Metaheuristics for Finding Multiple Solutions

Metaheuristics for Finding Multiple Solutions
Author :
Publisher : Springer Nature
Total Pages : 322
Release :
ISBN-10 : 9783030795535
ISBN-13 : 3030795535
Rating : 4/5 (35 Downloads)

Book Synopsis Metaheuristics for Finding Multiple Solutions by : Mike Preuss

Download or read book Metaheuristics for Finding Multiple Solutions written by Mike Preuss and published by Springer Nature. This book was released on 2021-10-22 with total page 322 pages. Available in PDF, EPUB and Kindle. Book excerpt: This book presents the latest trends and developments in multimodal optimization and niching techniques. Most existing optimization methods are designed for locating a single global solution. However, in real-world settings, many problems are “multimodal” by nature, i.e., multiple satisfactory solutions exist. It may be desirable to locate several such solutions before deciding which one to use. Multimodal optimization has been the subject of intense study in the field of population-based meta-heuristic algorithms, e.g., evolutionary algorithms (EAs), for the past few decades. These multimodal optimization techniques are commonly referred to as “niching” methods, because of the nature-inspired “niching” effect that is induced to the solution population targeting at multiple optima. Many niching methods have been developed in the EA community. Some classic examples include crowding, fitness sharing, clearing, derating, restricted tournament selection, speciation, etc. Nevertheless, applying these niching methods to real-world multimodal problems often encounters significant challenges. To facilitate the advance of niching methods in facing these challenges, this edited book highlights the latest developments in niching methods. The included chapters touch on algorithmic improvements and developments, representation, and visualization issues, as well as new research directions, such as preference incorporation in decision making and new application areas. This edited book is a first of this kind specifically on the topic of niching techniques. This book will serve as a valuable reference book both for researchers and practitioners.

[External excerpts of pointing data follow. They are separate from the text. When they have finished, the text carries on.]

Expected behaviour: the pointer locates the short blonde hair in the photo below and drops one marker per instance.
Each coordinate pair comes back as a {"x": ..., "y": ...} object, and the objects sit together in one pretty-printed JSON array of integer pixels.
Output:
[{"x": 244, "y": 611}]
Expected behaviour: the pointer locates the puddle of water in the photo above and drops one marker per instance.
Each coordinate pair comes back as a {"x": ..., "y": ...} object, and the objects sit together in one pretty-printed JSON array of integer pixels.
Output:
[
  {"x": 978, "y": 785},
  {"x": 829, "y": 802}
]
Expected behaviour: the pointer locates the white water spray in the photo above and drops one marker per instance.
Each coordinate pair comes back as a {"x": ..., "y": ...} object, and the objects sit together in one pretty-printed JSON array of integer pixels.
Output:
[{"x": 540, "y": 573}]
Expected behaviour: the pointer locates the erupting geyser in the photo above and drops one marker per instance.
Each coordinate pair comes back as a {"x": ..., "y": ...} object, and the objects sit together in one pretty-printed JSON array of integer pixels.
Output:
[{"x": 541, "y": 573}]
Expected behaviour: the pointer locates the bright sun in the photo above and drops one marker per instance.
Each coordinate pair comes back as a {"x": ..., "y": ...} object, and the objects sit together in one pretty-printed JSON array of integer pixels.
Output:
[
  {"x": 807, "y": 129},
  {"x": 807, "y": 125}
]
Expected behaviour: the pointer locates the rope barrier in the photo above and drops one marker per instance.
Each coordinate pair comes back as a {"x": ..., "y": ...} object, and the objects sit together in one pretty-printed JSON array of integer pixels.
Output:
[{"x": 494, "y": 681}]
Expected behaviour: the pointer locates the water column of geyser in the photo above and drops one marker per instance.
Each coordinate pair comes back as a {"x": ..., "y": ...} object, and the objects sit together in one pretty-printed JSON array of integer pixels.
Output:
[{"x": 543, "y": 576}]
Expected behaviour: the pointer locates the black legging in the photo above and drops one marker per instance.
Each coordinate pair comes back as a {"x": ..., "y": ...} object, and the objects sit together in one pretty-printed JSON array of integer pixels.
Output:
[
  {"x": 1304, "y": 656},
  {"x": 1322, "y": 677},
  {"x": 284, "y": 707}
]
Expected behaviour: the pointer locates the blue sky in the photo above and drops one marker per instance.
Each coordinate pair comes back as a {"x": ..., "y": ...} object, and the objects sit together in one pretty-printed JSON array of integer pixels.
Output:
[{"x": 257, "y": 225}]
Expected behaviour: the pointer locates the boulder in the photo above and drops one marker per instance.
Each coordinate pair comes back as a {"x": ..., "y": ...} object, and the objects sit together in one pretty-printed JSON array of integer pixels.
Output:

Although chapters are written in a mutually independent way, Chapter 1 will help novice readers get an overview of the field. It describes the development of the field and its current state and provides a comparative analysis of the IEEE CEC and ACM GECCO niching competitions of recent years, followed by a collection of open research questions and possible research directions that may be tackled in the future.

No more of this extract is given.